Research
This video was produced by Notebook LM based on the content of the literature review summary below, written by Su Mason. The video shows an easy to understand summary for people who prefer this but provides neither the detail nor accuracy of the report below.
A Short Summary of the Research Literature into Spiritual Healing
Su Mason PhD BNurs*
Many people seek spiritual healing and anecdotally report finding it beneficial. (1-4)
A study by Rahtz et al. found that the main recipients of healing in the UK are older women who seek help for a variety of issues, but particularly for mental health and pain.
93% of the clients reported experiencing immediate benefits such as relaxation, improved wellbeing and relief of pain. In addition, 27% had some unusual sensory experiences during the session, such as feelings of warmth, seeing coloured lights, or tingling sensations. (5)
Research Reviews of Spiritual Healing Studies
Dan Benor was the first to look at healing seriously as a research subject. He reviewed 155 controlled studies (6) using a wide range of experimental subjects (enzymes, microorganisms, cells, plants, animals and humans). Over half produced statistically significant results supporting the healing effect, however his review did not include many rigorous, controlled studies in human illness. He revisited this investigation into the efficacy of healing in his comprehensive book, Spiritual Healing. Scientific Validation of a Healing Revolution. (7). He examined 191 randomised, controlled studies on the effects of spiritual healing on humans, plants, animals, water and other materials. He found that of the 52 most rigorous, controlled studies, 74% show significant positive effects.
Between 2000 and 2004 there were a number of reviews published of research studies and trials on spiritual healing (8 -13). All reported major methodological problems with these research studies, including inadequacy of blinding, poor outcome measures, lack of statistical power estimations, lack of confidence intervals, lack of independent replication, small sample sizes and inadequate reporting.
Crawford, Sparber and Jonas (9) systematically reviewed the quality of experimental clinical and laboratory research involving hands-on healing and distant healing between 1955 and 2001. 45 laboratory and 45 clinical studies met their quality inclusion criteria. Of the clinical studies, 31 (70.5%) reported positive outcomes and of the laboratory studies, 28 (62%) reported positive outcomes.
In 2000, two reviews of randomised controlled trials (RCTs, which are considered the gold standard in clinical research) of healing in humans, were published. In each, approximately half the trials demonstrated statistically significant effects compared to controls:
First, Astin, Harkness and Ernst’s review (10) identified 23 trials which met research standards (such as random assignment of participants) and which looked at the efficacy of distant healing (prayer, mental healing, Therapeutic Touch or spiritual healing) and involved 2,774 patients. Thirteen (57%) studies yielded statistically significant treatment effects.
Second, in his review of healing as a therapy for human disease, Abbot (11) identified 22 trials for which a full, published paper was available. Of these, 10 reported a ‘significant’ effect of healing compared with a control group.

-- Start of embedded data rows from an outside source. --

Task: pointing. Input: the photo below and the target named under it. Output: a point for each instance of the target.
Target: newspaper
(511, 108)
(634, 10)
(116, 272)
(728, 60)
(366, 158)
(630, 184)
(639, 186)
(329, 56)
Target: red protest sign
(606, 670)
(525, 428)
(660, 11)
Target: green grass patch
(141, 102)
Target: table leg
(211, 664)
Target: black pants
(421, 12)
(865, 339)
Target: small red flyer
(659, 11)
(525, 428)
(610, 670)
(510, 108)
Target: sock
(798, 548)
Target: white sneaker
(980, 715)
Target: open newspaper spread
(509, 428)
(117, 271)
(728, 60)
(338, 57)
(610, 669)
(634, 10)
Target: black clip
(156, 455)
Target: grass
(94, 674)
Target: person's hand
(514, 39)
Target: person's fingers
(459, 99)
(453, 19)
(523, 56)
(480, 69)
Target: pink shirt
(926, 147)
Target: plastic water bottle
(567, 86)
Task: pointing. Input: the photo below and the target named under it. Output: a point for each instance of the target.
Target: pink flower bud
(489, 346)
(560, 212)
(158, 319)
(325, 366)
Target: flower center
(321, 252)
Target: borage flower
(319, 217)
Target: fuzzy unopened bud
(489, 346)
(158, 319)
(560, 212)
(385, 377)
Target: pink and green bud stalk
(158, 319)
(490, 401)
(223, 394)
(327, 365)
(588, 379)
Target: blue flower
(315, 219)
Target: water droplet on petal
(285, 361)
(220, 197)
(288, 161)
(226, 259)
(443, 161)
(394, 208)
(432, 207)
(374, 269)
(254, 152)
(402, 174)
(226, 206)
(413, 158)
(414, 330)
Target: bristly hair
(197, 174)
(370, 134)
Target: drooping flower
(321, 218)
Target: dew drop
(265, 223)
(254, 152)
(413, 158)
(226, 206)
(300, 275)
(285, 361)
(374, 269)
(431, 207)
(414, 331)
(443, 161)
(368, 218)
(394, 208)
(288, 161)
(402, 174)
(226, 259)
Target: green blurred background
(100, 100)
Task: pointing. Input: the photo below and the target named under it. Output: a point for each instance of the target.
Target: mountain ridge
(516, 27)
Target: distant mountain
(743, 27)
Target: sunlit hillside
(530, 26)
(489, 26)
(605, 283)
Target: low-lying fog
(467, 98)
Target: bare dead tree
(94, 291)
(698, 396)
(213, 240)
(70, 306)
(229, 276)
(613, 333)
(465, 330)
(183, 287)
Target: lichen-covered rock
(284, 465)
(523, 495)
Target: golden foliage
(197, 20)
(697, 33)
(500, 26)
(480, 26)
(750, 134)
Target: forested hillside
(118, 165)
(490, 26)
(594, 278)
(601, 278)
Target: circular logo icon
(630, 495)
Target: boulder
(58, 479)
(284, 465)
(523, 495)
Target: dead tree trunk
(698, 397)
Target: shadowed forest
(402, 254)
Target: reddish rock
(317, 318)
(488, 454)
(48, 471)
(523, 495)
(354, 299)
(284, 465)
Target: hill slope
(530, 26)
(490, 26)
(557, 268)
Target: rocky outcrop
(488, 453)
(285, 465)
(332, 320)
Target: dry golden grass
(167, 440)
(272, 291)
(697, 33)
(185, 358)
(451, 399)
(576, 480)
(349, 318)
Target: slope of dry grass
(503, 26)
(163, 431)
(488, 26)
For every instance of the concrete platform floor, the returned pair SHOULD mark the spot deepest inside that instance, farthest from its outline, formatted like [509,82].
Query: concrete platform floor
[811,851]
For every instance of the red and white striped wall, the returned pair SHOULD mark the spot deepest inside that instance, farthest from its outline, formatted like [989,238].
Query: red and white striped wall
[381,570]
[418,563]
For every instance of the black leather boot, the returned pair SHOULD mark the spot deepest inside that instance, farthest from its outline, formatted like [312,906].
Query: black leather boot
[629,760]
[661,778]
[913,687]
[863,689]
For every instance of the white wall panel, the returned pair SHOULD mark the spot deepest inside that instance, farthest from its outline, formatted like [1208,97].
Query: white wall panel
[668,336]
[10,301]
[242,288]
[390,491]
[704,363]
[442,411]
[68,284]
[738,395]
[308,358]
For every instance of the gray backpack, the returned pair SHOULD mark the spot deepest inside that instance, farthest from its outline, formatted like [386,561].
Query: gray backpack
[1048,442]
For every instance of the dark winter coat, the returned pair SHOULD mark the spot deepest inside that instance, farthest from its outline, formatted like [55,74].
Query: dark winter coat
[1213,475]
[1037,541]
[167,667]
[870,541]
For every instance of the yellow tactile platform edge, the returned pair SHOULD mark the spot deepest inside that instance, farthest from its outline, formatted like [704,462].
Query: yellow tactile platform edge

These trials varied greatly in the method of application of healing and its duration, the medical conditions treated, the outcome measure employed and the control intervention used.
Jonas et al. (13) in 2003, reviewed 19 RCTs of ‘energy medicine’ (of which 18 were on therapeutic touch (a type of healing); of these, 11 reported statistically significant treatment effects.
In 2008 the Cochrane Collaboration reported a systematic review (14) of touch therapies (noncontact Therapeutic Touch, healing touch, and Reiki) by So et al. Out of 24 RCTs of So et al’s review, a total of 1,153 participants exposed to Therapeutic Touch had significantly lower average pain intensity than unexposed participants; also, when the touch therapies were conducted by more experienced practitioners, they appeared to yield greater effects.
In 2012, a Cochrane review (15) on wound healing was inconclusive. Four trials in people with experimental wounds were eligible for inclusion. The effect of therapeutic touch on wound healing in these studies was variable. Two of the studies (n = 44 & 24) demonstrated a significant effect of therapeutic touch, however, the results of the two other trials favoured the control group (n = 15 & 38).
Roe et al (2015) have more recently conducted two meta-analyses (16) of noncontact healing studies in both human (57 trials) and non-human living systems, such as plants cell cultures (49 trials). The latter were included because ‘whole’ humans ‘might be susceptible to expectancy effects or benefit from the healing intentions of friends, family or their own religious groups.’ The studies were independently rated for methodological quality.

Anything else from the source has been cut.